We can see in the following SQL emitted by these queries, query2 happens to work correctly because the SQL parses the LIMIT as belonging to the first select statement only.  But, the LIMIT for query3 is parsed as applied to the entire UNION result. 

##### query2:

SELECT 
    `UnionAll1`.`Id` AS `C1`, `UnionAll1`.`Name` AS `C2`
FROM
    (SELECT 
        `Id`, `Name`
    FROM
        `SocialNetworks`
    LIMIT 0 UNION ALL SELECT 
        `Extent2`.`Id`, `Extent2`.`Name`
    FROM
        `SocialNetworks` AS `Extent2`) AS `UnionAll1`

##### query3:

SELECT 
    `UnionAll1`.`Id` AS `C1`, `UnionAll1`.`Name` AS `C2`
FROM
    (SELECT 
        `Extent1`.`Id`, `Extent1`.`Name`
    FROM
        `SocialNetworks` AS `Extent1` UNION ALL SELECT 
        `Id`, `Name`
    FROM
        `SocialNetworks`
    LIMIT 0) AS `UnionAll1`

Suggested fix:
Always surround the individual select statements of a UNION or UNION ALL with parentheses. Then we are guaranteed to obey the correct semantics when LIMIT is involved.
[10 Feb 2014 22:36] Fernando Gonzalez.Sanchez
Posted by developer:
 
With the fix, the limit is wrapped in parenthesis with the nearest query (so its semantics do not apply to the whole union query).

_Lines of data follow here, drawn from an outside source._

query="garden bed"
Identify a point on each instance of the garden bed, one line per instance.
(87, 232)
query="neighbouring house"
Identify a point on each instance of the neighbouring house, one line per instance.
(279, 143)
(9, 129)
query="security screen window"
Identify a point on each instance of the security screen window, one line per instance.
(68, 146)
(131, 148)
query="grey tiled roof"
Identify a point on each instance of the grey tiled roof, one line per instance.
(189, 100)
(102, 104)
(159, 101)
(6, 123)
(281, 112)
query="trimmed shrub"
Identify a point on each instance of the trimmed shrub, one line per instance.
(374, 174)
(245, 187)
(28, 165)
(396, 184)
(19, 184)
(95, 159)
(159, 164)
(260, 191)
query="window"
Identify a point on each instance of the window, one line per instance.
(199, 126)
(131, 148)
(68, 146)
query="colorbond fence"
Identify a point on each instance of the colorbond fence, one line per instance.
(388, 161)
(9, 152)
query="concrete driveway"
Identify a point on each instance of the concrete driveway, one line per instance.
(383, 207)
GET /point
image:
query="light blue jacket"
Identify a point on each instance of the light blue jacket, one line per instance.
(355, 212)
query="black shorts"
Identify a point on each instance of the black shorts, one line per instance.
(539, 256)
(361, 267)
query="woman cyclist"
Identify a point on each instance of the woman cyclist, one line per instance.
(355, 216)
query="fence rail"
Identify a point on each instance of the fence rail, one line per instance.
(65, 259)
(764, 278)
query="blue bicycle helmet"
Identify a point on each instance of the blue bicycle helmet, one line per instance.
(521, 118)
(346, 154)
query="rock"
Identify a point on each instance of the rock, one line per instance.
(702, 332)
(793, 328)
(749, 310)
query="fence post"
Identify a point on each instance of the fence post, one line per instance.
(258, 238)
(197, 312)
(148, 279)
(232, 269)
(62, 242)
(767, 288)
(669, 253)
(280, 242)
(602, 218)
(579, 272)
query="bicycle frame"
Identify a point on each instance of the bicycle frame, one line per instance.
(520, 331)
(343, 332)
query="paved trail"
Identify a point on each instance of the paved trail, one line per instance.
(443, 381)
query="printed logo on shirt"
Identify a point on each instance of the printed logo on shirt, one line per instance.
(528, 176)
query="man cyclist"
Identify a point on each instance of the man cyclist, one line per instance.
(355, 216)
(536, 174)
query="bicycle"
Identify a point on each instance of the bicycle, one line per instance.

This fix will appear in Connector/NET 6.6.7, 6.7.5 & 6.8.4.
[27 Feb 2014 0:08] Daniel So
Added the following entry into the Connector/Net 6.8.4, 6.7.5, and 6.6.7 changelogs:

"When Connector/Net's SQL generator emitted code for the LINQ Union() or Concat() operator, parentheses were not applied around the individual SELECT statements. That could cause a change of meaning for the query when a Take() operator (thus a LIMIT clause in the SQL code) was applied to the last SELECT statement. With this fix, parentheses were put around individual SELECT statements, so that the LIMIT clause will not be applied to the entire result of the UNION operation."